Unless you live behind plexiglass, titanium coated film or aluminum foil, IR is very hard to (totally) block out.
The challenges of melasma we face is the amount of misinformation & misguided treatments. Putting aside ‘home remedies’ that are trending in third world countries such as India-Asia (diets, supplements, lemon juice & herbs), in Australia the three most common mistakes we see include –
- Aggressive microneedling. Throughout this site you would see that we discourage deep microneedling, as opposed to encouraging sensible home microneedling to potente the absorption of skin care actives. The problem with microneedling is the widespread use of this skin rejuvenation technique to cure just about everything from pigment, scars, wrinkles, enlarged pores, skin laxity, hair loss, & more. Though it is use for some skin ailments, scars in particular, sticking deep needles in melasma pigment is counterproductive, often making our job harder as pigment is a.) more resistant to pigment, b.) pigment is pushed deeper in the skin & c.) patient is more nervous as previous treatments have either not worked, or made worse. If you insist on microneedling, do it at home with a stamper that is less than 0.2 mm long.

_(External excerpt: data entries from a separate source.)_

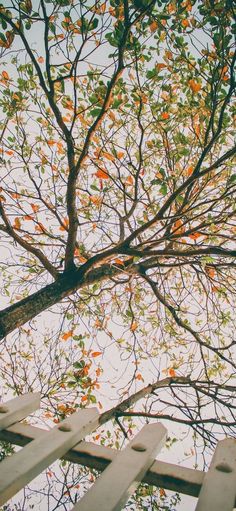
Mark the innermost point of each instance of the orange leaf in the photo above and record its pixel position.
(153, 26)
(134, 326)
(34, 207)
(185, 23)
(102, 174)
(162, 492)
(160, 66)
(165, 115)
(5, 75)
(17, 223)
(15, 96)
(65, 225)
(210, 271)
(119, 261)
(67, 335)
(95, 354)
(120, 154)
(39, 227)
(195, 86)
(189, 170)
(129, 180)
(95, 199)
(108, 156)
(195, 235)
(178, 227)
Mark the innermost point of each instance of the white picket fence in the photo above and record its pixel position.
(122, 470)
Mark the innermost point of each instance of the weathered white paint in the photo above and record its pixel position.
(218, 491)
(18, 408)
(161, 474)
(20, 468)
(113, 488)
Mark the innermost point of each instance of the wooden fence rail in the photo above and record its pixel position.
(216, 488)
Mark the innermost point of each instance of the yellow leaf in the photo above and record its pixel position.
(178, 227)
(194, 86)
(195, 235)
(129, 180)
(165, 115)
(210, 271)
(134, 326)
(17, 223)
(5, 75)
(95, 354)
(67, 335)
(185, 23)
(102, 174)
(118, 261)
(153, 26)
(120, 154)
(108, 156)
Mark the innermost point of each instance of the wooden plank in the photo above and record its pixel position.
(18, 408)
(218, 491)
(113, 488)
(161, 474)
(17, 470)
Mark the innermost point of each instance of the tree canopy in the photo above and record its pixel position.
(117, 219)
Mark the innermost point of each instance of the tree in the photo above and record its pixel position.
(116, 205)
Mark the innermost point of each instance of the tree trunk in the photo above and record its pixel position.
(19, 313)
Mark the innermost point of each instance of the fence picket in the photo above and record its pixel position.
(218, 491)
(23, 466)
(18, 408)
(121, 478)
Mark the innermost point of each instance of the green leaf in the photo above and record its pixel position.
(163, 189)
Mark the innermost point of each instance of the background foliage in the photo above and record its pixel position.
(117, 219)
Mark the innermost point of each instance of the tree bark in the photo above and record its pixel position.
(19, 313)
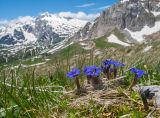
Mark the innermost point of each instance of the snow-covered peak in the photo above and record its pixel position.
(46, 26)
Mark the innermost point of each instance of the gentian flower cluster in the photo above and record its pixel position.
(138, 74)
(92, 73)
(74, 74)
(107, 70)
(108, 67)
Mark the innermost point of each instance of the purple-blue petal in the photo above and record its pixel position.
(73, 73)
(139, 73)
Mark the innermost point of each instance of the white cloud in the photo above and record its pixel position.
(86, 5)
(3, 22)
(103, 7)
(79, 15)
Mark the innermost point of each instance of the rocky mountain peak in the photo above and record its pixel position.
(131, 16)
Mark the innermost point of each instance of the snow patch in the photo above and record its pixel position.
(139, 35)
(113, 39)
(155, 13)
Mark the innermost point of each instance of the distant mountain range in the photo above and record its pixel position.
(136, 19)
(46, 28)
(126, 23)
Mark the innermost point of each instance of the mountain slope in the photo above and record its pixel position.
(48, 28)
(135, 18)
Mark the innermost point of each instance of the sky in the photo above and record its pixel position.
(12, 9)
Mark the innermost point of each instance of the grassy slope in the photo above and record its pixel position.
(32, 103)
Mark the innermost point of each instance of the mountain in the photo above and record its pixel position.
(136, 19)
(46, 28)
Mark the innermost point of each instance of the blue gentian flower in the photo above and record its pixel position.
(73, 73)
(117, 63)
(137, 72)
(92, 71)
(107, 63)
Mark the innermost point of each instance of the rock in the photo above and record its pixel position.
(133, 15)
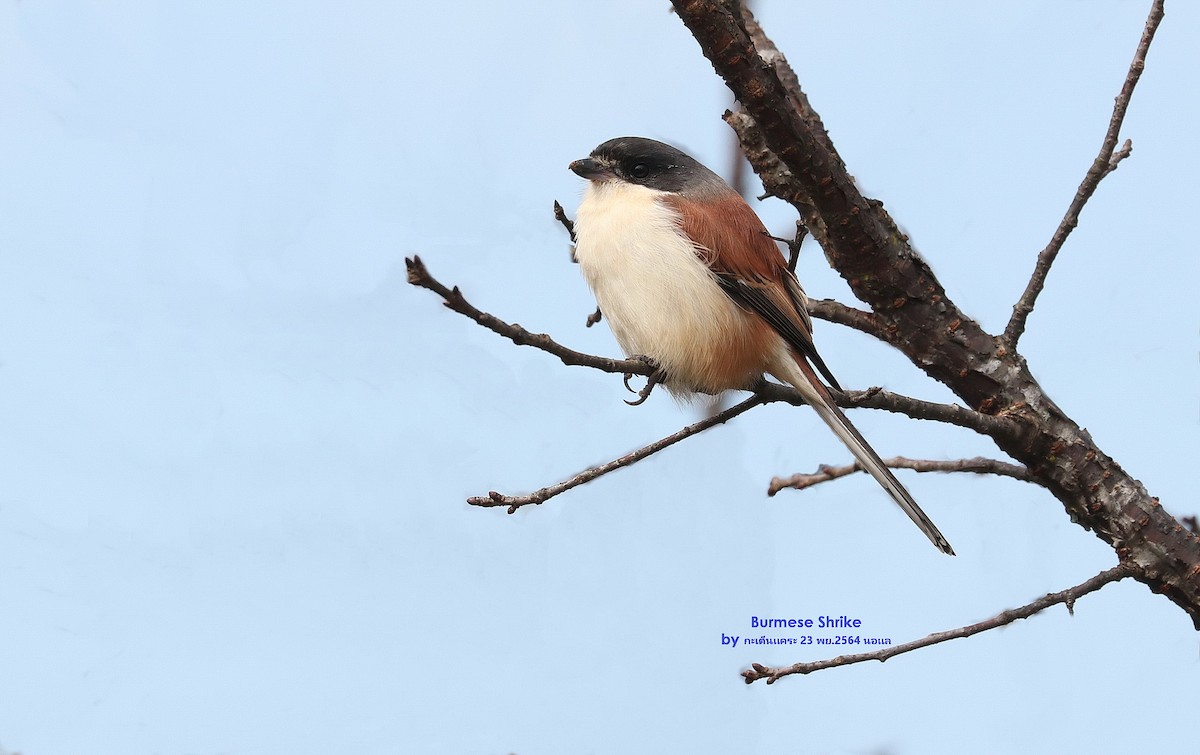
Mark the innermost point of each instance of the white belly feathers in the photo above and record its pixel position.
(655, 293)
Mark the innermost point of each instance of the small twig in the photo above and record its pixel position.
(545, 493)
(1104, 163)
(561, 216)
(418, 275)
(841, 315)
(886, 400)
(871, 399)
(793, 246)
(1068, 597)
(978, 466)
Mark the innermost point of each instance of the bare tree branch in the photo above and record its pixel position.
(790, 149)
(1104, 163)
(418, 275)
(545, 493)
(840, 315)
(871, 399)
(561, 216)
(977, 465)
(1068, 597)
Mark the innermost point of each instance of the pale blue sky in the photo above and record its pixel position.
(238, 444)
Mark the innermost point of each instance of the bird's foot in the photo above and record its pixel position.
(651, 382)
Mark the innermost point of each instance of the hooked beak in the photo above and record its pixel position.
(592, 169)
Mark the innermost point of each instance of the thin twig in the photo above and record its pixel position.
(545, 493)
(1104, 163)
(793, 246)
(1068, 597)
(418, 275)
(840, 315)
(561, 216)
(870, 399)
(977, 465)
(888, 401)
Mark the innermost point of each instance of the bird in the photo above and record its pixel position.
(689, 281)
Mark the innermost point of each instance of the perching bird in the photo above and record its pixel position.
(687, 276)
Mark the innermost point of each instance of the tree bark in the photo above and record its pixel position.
(787, 144)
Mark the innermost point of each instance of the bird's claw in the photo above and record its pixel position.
(651, 382)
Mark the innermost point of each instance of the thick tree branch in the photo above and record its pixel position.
(1104, 163)
(977, 465)
(786, 143)
(1068, 597)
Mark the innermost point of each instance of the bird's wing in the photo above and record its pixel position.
(735, 245)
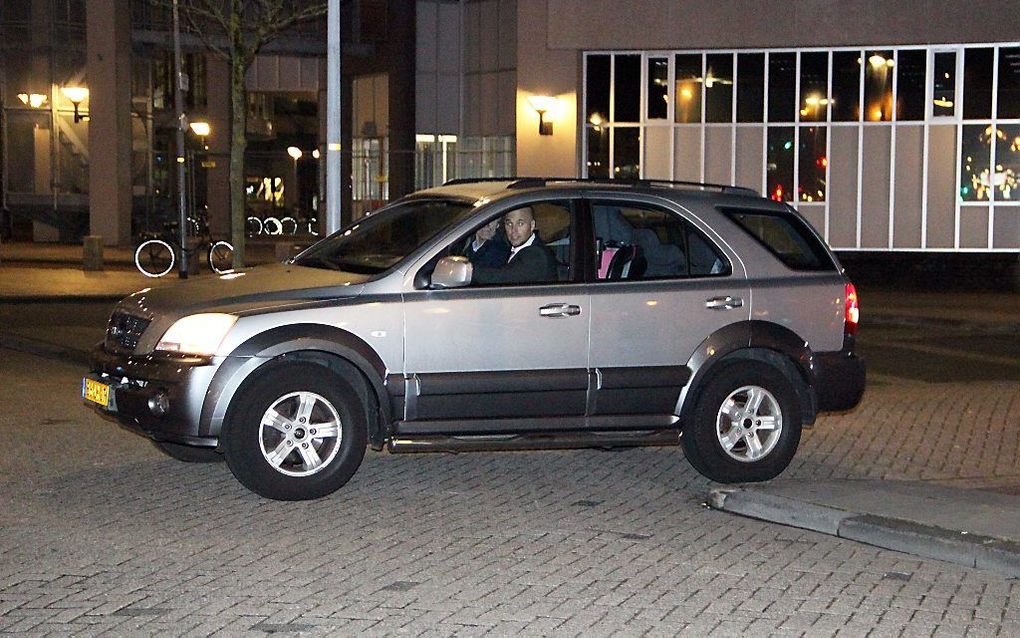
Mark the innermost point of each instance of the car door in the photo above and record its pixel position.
(502, 357)
(650, 315)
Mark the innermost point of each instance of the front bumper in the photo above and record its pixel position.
(839, 378)
(156, 395)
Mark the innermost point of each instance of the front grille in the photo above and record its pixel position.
(124, 331)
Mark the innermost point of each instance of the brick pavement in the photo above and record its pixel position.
(102, 535)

- Wrong lasers or equipment. Again it is the commercialism of the beauty industry of using one device to treat everything. It is most prevalent in chain clinics whereby turnover is required with standard operating protocols that are skewed towards the lowest common denominator or more fairly the least trained operator. Think IPL or Sciton BBL – Forever Young. Whilst this is an awesome treatment for non-melasma pigment, the high heat output of IPL worsens melasma in over 80% of cases.
The same applies to over use of fractional lasers such as Fraxel, Moxi, Frax 1940, LaseMD, & even Clear + Brilliant. These lasers are awesome for treating sun damage & age spots, but the high heat output of the 1927 thulium – diode wavelength that targets water in the epidermis will often flare melasma. The question is, why are these devices reported to help treat melasma? It is the context of application. Low density low fluence, multiple sessions can do it, however the fact remains that side effects & clearance rates are much higher & much lower compared to pico lasers. Again it is about applying the correct method to match a condition, not the other way around.
The real world management of melasma can be challenging. As previously mentioned, inappropriate treatments will place patients on the back foot. Two other rate limiting factors come into play. Firstly, co-existence of other skin conditions that occur with melasma. Classically, Hori, dermal dyschromia (common in Asians) as well as freckles & age spots. Although not diagnostically or therapeutically challenging, it can blow out the treatment times by a factor of 2-4, especially if Hori is seen. We use different laser systems in different settings to manage deeper dermal melanocytosis.
Lastly, dermatologists have this saying; melasma humbles even the most astute physician. This means, even though all the stars are aligned; superficial melasma, absence of photodamage, absence of vascular component, no previous treatment, supremely compliant patient who uses sunscreen religiously, avoids the sun, wears hats & even a full face visor, no exposure to heat, & on gold-standard therapy with tyrosinase inhibitors, vascular modifiers, & pico lasers, our hit rate is 80-90% at maximum. This goes to show that we are not quite there yet as to fully understanding this disorder.